The New Martian: Josh Piecyk

By Renner Kwittken

When Mrs. Greenwald was asked about Josh Piecyk, a junior at Byram Hills High School, she responded, “he has such an insightful way of looking at the world and clearly is able to see the humor in most life situations. That’s a real gift that will take him far.” Josh’s Science Research topic doesn’t look at this world however. The official name of Josh’s topic is, “Changes in albedo of recurring slope lineae over time on the Martian surface.” In layman terms, he is studying flowing water on Mars.

Specifically, Josh looks at images of reflecting light on Mars’s surface to indicate that running water is there. But as everything else in science, it’s more complicated than that. Examining and interpreting the data given by a software is complex; it required Josh to demonstrate an abundance of patience to learn and understand his topic in order to be proficient in it. The fruits of his labor became evident, Mrs. Greenwald told it as such, “When he showed me the first crystal clear images of Mars that he was using for his research, Josh and I sat there in silence for a moment staring at the screen in awe of what we were viewing.” Josh is hoping to find out how the rivers formed and where the water is coming from. This research is important because according to Josh he is studying “a specific geographic feature on Mars that is the only known example of flowing water outside of Earth”

As a sophomore, Josh struggled to find a topic. He looked into many varying fields of study such as astrophysics, electronics, arduino, and hyperspectral imaging. He also tried to focus his topic around a mentor, rather than finding a topic and then a mentor that matches that specific topic. Fortunately, he acquired his top choice for a mentor, Dr. Lujendra Ojha. Dr. Ojha works in the Applied Physics Laboratory at Johns Hopkins, and he recently acquired his PhD. Josh describes him as young and down-to-earth, which makes him an excellent mentor.
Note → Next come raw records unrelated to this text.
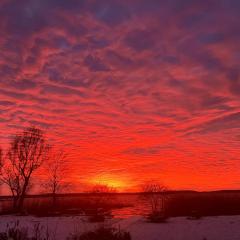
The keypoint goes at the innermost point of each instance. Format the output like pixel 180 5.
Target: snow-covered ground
pixel 180 228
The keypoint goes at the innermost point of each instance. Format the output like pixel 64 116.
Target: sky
pixel 133 91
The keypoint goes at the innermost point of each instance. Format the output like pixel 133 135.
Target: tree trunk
pixel 22 196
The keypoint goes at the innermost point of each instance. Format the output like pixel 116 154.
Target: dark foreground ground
pixel 184 203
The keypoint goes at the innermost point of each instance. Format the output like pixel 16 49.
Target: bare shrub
pixel 155 194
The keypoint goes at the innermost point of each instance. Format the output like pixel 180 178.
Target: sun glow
pixel 110 181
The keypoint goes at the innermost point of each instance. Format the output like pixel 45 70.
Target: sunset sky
pixel 133 90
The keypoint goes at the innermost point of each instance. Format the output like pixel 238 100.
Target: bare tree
pixel 154 192
pixel 56 169
pixel 25 155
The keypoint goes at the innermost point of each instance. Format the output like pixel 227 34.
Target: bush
pixel 102 233
pixel 14 233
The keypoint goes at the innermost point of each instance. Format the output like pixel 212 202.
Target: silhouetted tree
pixel 56 169
pixel 101 202
pixel 155 193
pixel 25 155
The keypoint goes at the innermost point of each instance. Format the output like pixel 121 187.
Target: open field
pixel 179 228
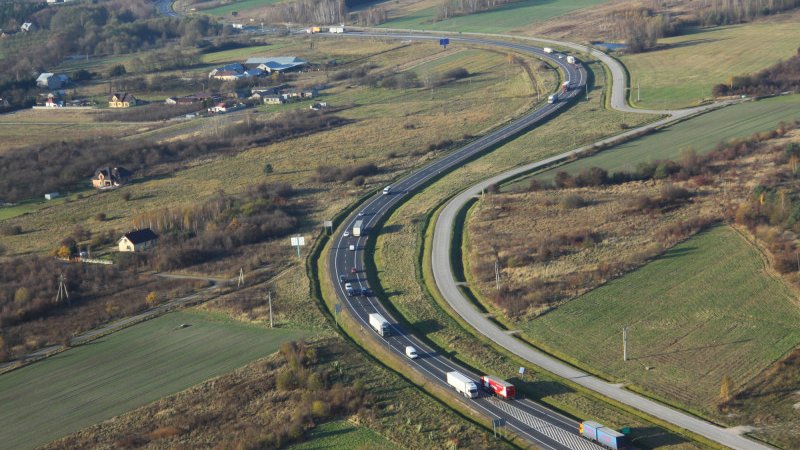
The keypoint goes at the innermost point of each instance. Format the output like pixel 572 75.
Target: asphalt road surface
pixel 531 421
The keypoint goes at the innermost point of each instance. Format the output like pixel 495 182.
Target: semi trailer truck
pixel 462 384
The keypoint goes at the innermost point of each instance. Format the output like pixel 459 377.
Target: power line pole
pixel 269 297
pixel 62 294
pixel 625 343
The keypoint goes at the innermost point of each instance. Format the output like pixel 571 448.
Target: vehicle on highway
pixel 605 436
pixel 462 384
pixel 379 324
pixel 500 388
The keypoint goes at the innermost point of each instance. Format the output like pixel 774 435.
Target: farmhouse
pixel 52 81
pixel 137 240
pixel 122 100
pixel 277 64
pixel 107 177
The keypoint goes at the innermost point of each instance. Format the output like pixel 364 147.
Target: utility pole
pixel 269 298
pixel 62 294
pixel 497 273
pixel 625 343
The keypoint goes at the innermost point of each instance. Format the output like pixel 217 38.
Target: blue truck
pixel 602 435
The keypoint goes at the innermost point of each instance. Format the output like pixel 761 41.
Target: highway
pixel 533 422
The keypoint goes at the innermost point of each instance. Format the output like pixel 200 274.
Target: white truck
pixel 462 384
pixel 379 324
pixel 358 227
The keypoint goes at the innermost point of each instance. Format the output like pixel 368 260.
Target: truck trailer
pixel 603 435
pixel 379 324
pixel 462 384
pixel 500 388
pixel 358 228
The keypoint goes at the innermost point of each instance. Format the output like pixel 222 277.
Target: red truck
pixel 502 389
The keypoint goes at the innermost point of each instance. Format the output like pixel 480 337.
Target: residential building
pixel 137 240
pixel 122 100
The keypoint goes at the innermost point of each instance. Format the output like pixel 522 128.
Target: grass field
pixel 701 134
pixel 127 369
pixel 705 309
pixel 509 17
pixel 343 434
pixel 689 65
pixel 238 6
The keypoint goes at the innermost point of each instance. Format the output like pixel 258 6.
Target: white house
pixel 137 240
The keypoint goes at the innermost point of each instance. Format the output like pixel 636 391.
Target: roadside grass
pixel 237 6
pixel 397 259
pixel 688 66
pixel 706 309
pixel 343 434
pixel 700 134
pixel 122 371
pixel 505 18
pixel 375 136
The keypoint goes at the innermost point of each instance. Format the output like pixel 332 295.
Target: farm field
pixel 343 434
pixel 704 310
pixel 506 18
pixel 688 66
pixel 701 133
pixel 124 370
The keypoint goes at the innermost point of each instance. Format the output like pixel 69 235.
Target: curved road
pixel 533 422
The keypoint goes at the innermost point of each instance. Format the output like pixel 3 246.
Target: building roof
pixel 140 236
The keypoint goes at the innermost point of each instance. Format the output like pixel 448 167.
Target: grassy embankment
pixel 684 70
pixel 706 309
pixel 122 371
pixel 397 259
pixel 422 15
pixel 700 134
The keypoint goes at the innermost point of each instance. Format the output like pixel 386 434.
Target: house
pixel 273 99
pixel 52 81
pixel 137 240
pixel 277 64
pixel 108 177
pixel 122 100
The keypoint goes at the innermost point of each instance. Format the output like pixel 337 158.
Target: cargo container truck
pixel 462 384
pixel 379 324
pixel 603 435
pixel 500 388
pixel 358 228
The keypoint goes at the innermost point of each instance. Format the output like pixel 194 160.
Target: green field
pixel 127 369
pixel 343 434
pixel 224 10
pixel 691 64
pixel 701 134
pixel 703 310
pixel 506 18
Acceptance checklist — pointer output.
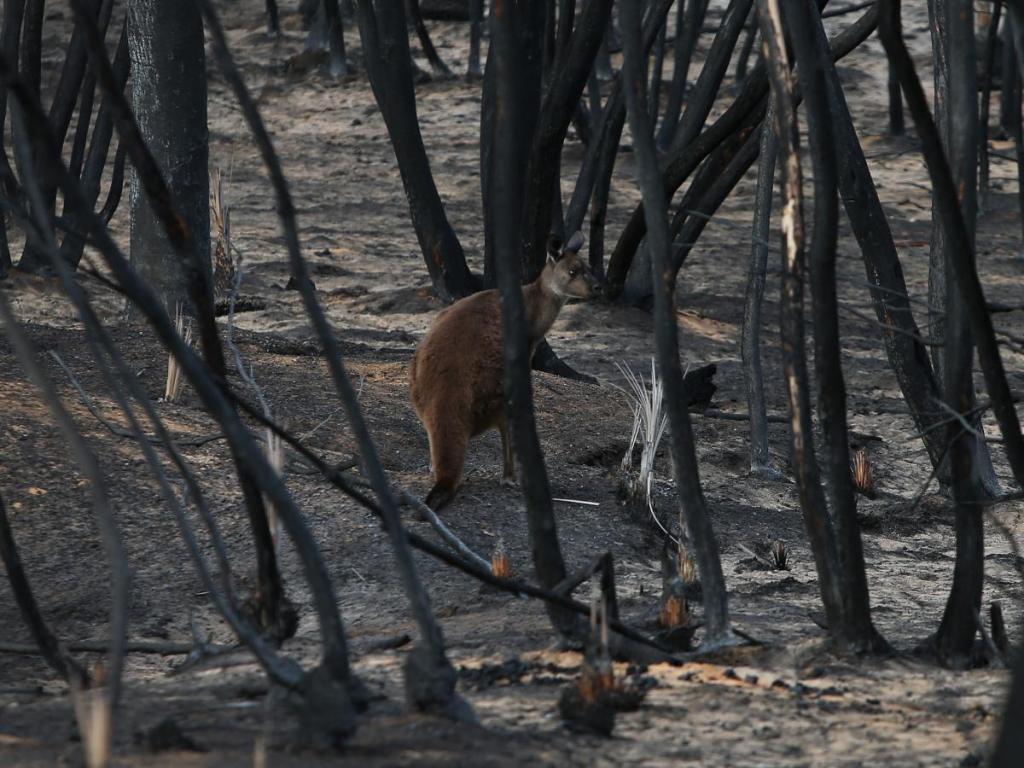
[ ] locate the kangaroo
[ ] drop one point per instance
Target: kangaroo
(456, 377)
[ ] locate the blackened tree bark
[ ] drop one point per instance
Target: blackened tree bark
(168, 59)
(178, 236)
(594, 180)
(388, 62)
(687, 32)
(991, 43)
(654, 90)
(718, 631)
(687, 154)
(437, 65)
(338, 60)
(475, 28)
(74, 244)
(812, 498)
(751, 339)
(895, 107)
(743, 57)
(697, 109)
(901, 336)
(813, 59)
(960, 252)
(514, 39)
(961, 261)
(13, 13)
(956, 118)
(569, 78)
(1010, 744)
(272, 22)
(61, 109)
(117, 184)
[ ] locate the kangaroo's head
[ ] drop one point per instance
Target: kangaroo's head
(566, 274)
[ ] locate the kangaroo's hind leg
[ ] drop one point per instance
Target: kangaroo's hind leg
(508, 457)
(448, 455)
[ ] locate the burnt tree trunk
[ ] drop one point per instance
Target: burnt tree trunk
(74, 244)
(568, 79)
(751, 341)
(168, 59)
(961, 261)
(956, 119)
(687, 32)
(812, 499)
(475, 28)
(389, 66)
(13, 13)
(991, 43)
(1010, 744)
(515, 37)
(61, 109)
(701, 535)
(856, 633)
(437, 65)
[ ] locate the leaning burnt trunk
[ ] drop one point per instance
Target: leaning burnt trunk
(13, 13)
(961, 261)
(61, 109)
(956, 119)
(756, 274)
(954, 114)
(73, 246)
(805, 465)
(718, 629)
(168, 58)
(813, 59)
(514, 39)
(569, 75)
(389, 66)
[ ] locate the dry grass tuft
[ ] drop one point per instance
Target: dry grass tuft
(687, 567)
(501, 566)
(778, 555)
(225, 266)
(274, 451)
(863, 480)
(175, 378)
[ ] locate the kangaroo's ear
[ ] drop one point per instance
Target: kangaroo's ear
(574, 244)
(554, 247)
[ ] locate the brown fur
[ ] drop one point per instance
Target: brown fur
(456, 376)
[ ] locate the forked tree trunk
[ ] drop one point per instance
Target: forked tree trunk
(958, 621)
(567, 81)
(952, 29)
(515, 38)
(13, 13)
(751, 341)
(61, 110)
(991, 43)
(168, 60)
(805, 465)
(813, 60)
(73, 246)
(388, 62)
(956, 119)
(1010, 744)
(701, 535)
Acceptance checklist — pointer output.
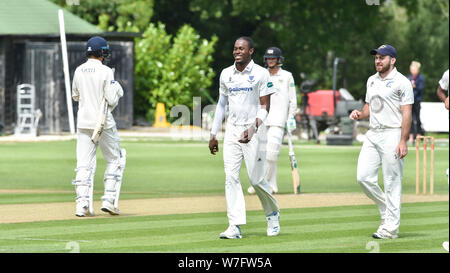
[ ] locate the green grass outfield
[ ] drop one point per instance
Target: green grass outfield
(345, 229)
(165, 169)
(173, 169)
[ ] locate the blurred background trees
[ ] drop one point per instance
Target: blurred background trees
(186, 43)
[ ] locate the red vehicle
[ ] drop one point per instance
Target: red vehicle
(322, 109)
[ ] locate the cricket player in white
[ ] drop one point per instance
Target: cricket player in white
(246, 88)
(389, 100)
(283, 104)
(442, 93)
(92, 81)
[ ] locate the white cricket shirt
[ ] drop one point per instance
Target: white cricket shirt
(385, 96)
(444, 81)
(283, 103)
(92, 81)
(243, 90)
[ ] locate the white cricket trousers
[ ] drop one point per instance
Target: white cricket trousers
(109, 143)
(274, 140)
(379, 150)
(254, 155)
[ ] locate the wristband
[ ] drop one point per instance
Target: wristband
(262, 114)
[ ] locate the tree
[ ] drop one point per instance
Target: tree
(114, 15)
(169, 70)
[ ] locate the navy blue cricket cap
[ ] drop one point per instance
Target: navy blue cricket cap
(385, 50)
(96, 43)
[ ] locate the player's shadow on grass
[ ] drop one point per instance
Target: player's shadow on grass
(410, 235)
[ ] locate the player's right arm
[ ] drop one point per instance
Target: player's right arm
(75, 91)
(219, 115)
(443, 89)
(364, 113)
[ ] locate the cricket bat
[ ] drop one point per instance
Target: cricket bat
(100, 122)
(294, 167)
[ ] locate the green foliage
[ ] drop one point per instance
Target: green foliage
(421, 33)
(113, 15)
(169, 70)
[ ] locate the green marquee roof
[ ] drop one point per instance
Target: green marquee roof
(39, 17)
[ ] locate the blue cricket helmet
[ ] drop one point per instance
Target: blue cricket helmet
(97, 46)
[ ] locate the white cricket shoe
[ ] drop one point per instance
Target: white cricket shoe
(109, 208)
(274, 189)
(273, 224)
(384, 234)
(232, 232)
(381, 226)
(81, 210)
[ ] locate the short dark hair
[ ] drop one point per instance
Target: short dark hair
(248, 40)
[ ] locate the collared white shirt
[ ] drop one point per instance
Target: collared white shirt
(443, 82)
(92, 81)
(243, 90)
(283, 103)
(385, 96)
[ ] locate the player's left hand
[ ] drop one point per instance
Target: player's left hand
(247, 134)
(402, 149)
(291, 124)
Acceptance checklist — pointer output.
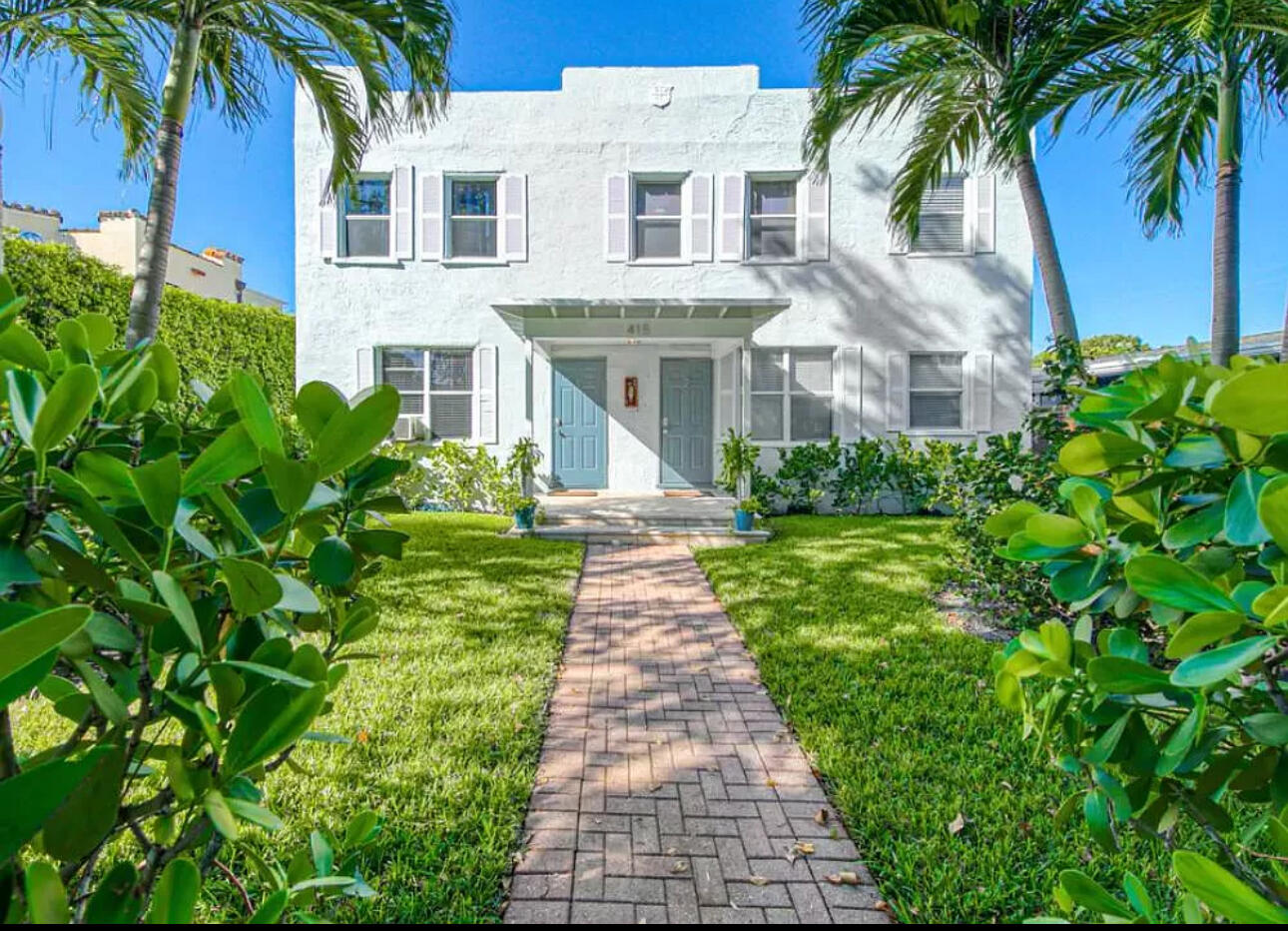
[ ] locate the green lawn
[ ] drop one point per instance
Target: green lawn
(898, 714)
(445, 725)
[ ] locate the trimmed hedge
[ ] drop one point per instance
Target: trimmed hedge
(210, 338)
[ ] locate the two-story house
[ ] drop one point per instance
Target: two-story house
(630, 266)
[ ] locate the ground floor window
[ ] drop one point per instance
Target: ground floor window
(436, 389)
(791, 395)
(936, 391)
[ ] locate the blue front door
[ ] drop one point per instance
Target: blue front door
(685, 422)
(581, 426)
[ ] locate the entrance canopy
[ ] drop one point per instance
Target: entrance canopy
(639, 318)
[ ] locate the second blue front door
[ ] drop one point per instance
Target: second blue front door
(581, 425)
(685, 422)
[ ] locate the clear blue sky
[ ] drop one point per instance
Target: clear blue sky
(236, 191)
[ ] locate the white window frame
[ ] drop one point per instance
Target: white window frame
(449, 218)
(680, 218)
(786, 394)
(966, 247)
(960, 391)
(424, 435)
(342, 235)
(753, 180)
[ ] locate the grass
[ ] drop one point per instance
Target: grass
(445, 725)
(898, 713)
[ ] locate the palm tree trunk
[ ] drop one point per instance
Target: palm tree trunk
(155, 252)
(1053, 285)
(1225, 229)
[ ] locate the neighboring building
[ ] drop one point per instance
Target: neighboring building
(631, 266)
(34, 223)
(212, 274)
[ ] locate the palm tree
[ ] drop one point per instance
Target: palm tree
(98, 43)
(1195, 72)
(949, 66)
(347, 53)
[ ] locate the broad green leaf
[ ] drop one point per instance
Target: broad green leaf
(1242, 525)
(332, 562)
(351, 434)
(1126, 676)
(26, 396)
(89, 811)
(252, 585)
(1213, 665)
(1273, 505)
(174, 900)
(66, 408)
(1253, 402)
(1167, 581)
(116, 900)
(1010, 519)
(256, 413)
(271, 722)
(1088, 455)
(174, 597)
(1202, 629)
(230, 457)
(159, 483)
(32, 637)
(1222, 891)
(47, 896)
(316, 404)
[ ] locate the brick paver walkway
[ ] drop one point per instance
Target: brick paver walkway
(669, 789)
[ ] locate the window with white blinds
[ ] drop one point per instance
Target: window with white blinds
(936, 391)
(791, 395)
(943, 218)
(436, 389)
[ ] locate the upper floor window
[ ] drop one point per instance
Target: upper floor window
(936, 391)
(473, 220)
(657, 220)
(791, 395)
(436, 389)
(367, 212)
(772, 218)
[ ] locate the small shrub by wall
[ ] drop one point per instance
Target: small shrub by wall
(210, 338)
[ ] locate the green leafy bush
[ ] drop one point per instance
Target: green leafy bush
(187, 596)
(1164, 700)
(210, 338)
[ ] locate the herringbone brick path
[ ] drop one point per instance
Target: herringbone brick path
(669, 789)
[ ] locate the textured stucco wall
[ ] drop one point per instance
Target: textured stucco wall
(603, 121)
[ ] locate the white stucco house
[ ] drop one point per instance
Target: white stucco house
(629, 266)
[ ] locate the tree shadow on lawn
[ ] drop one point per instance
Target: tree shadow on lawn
(898, 713)
(445, 723)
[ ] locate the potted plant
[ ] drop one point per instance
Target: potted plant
(738, 457)
(745, 514)
(523, 464)
(524, 512)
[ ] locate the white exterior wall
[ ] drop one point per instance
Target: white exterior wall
(603, 121)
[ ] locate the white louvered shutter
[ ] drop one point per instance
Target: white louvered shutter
(430, 217)
(813, 199)
(484, 395)
(733, 196)
(402, 198)
(616, 217)
(514, 209)
(849, 393)
(700, 202)
(897, 391)
(985, 213)
(366, 374)
(981, 393)
(328, 220)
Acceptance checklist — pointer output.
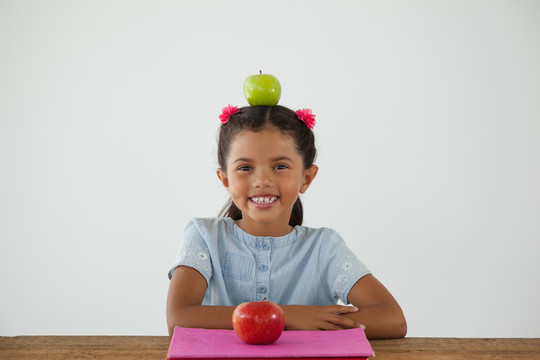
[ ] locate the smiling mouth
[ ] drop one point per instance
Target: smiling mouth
(264, 199)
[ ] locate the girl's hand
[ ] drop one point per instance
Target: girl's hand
(307, 317)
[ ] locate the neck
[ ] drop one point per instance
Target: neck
(261, 229)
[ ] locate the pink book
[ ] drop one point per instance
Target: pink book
(189, 343)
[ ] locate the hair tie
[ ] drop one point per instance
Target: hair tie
(226, 112)
(306, 116)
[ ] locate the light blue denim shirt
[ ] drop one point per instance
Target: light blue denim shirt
(305, 267)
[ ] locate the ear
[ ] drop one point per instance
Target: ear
(222, 175)
(308, 176)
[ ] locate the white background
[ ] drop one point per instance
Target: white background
(428, 135)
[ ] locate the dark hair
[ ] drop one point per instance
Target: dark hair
(257, 118)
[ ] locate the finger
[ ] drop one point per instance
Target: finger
(341, 309)
(343, 321)
(329, 326)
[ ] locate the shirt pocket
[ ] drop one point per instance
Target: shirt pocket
(238, 267)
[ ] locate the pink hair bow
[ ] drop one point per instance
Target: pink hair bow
(226, 112)
(306, 116)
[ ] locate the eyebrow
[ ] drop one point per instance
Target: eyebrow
(278, 158)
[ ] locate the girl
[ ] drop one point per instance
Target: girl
(260, 249)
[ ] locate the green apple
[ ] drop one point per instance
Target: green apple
(262, 89)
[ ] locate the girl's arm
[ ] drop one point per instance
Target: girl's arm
(378, 310)
(186, 293)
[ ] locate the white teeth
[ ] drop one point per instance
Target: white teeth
(264, 200)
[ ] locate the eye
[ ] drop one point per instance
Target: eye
(280, 167)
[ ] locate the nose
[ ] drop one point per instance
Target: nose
(262, 178)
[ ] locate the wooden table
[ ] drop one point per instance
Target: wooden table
(155, 347)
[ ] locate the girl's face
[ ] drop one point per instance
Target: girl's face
(264, 176)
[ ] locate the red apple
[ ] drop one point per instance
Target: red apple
(258, 322)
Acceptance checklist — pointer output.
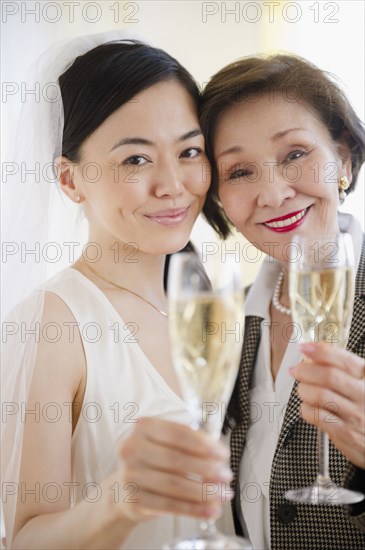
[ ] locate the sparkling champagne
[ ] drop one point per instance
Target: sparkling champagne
(322, 304)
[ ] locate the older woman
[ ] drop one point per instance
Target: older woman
(285, 145)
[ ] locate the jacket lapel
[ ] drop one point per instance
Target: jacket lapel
(248, 358)
(358, 320)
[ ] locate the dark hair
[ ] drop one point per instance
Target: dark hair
(106, 77)
(298, 80)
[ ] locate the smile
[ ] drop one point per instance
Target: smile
(287, 222)
(172, 217)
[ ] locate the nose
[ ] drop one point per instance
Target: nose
(274, 188)
(168, 179)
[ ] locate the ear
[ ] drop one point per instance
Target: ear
(344, 152)
(66, 171)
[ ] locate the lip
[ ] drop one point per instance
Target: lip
(286, 223)
(170, 217)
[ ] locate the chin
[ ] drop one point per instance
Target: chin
(172, 248)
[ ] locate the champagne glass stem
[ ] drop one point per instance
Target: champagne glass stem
(323, 473)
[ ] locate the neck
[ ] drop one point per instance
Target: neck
(125, 265)
(284, 295)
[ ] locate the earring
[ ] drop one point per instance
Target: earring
(343, 185)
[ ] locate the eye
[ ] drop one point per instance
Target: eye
(295, 155)
(134, 160)
(191, 152)
(237, 174)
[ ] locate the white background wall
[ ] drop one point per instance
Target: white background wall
(204, 36)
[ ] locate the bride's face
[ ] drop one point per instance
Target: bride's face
(143, 172)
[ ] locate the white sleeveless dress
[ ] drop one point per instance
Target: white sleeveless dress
(121, 386)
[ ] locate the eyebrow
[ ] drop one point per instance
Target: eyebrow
(275, 137)
(143, 141)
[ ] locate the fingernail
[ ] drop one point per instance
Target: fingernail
(220, 452)
(307, 348)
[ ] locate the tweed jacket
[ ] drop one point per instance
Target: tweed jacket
(302, 526)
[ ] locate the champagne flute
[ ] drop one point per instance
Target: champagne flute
(321, 289)
(206, 332)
The Science Research program has greatly helped Josh grow as a student. Mrs. Greenwald even said jokingly, “Physically, he has probably grown more than any science research student in the program. He is very, very tall. At least compared to me. Josh has also made tremendous leaps as a student.” Josh knew his weaknesses going into the program, namely his disorganization and susceptibility to distractions. Mrs. Greenwald had many kind words about his progress, saying how he, “quickly identifies where he is faltering and is independently capable of developing thorough plans to keep him on track. We are both very proud of the progression he has made. I was not certain that he would be highly successful when I observed him struggling to meet deadlines as a sophomore. Now he is on schedule and will clearly be one of big success stories next year as a senior.” Josh is also grateful for the leaps he has made as a student, citing how, “It forced me to become organized and it really helped me with making calendars and spacing out my work. Also, it taught me to back up all of my work in multiple ways.”

As a reward for his growth and progress, Josh is part of the Fab 5 committee. This is a student driven committee of five science research students, who organize and relegate students to make the Science Research Symposium run smoothly. He also participates in the second grade club, which teaches science lessons to second graders and then middle schoolers, as well as the Science Olympiad team, which allows students to compete against each other and test their skills in science.

Right now, Josh is looking forward to the Regeneron Science Talent Search competition next Fall, hoping to earn the title of a semifinalist. Mrs. Greenwald has high hopes for Josh. She says, “Josh is becoming a real leader in our program. He is reaching out to younger students who may be faltering and sharing his experience with them. That ability to keep our program growing is so vital and I am proud of what he is doing.”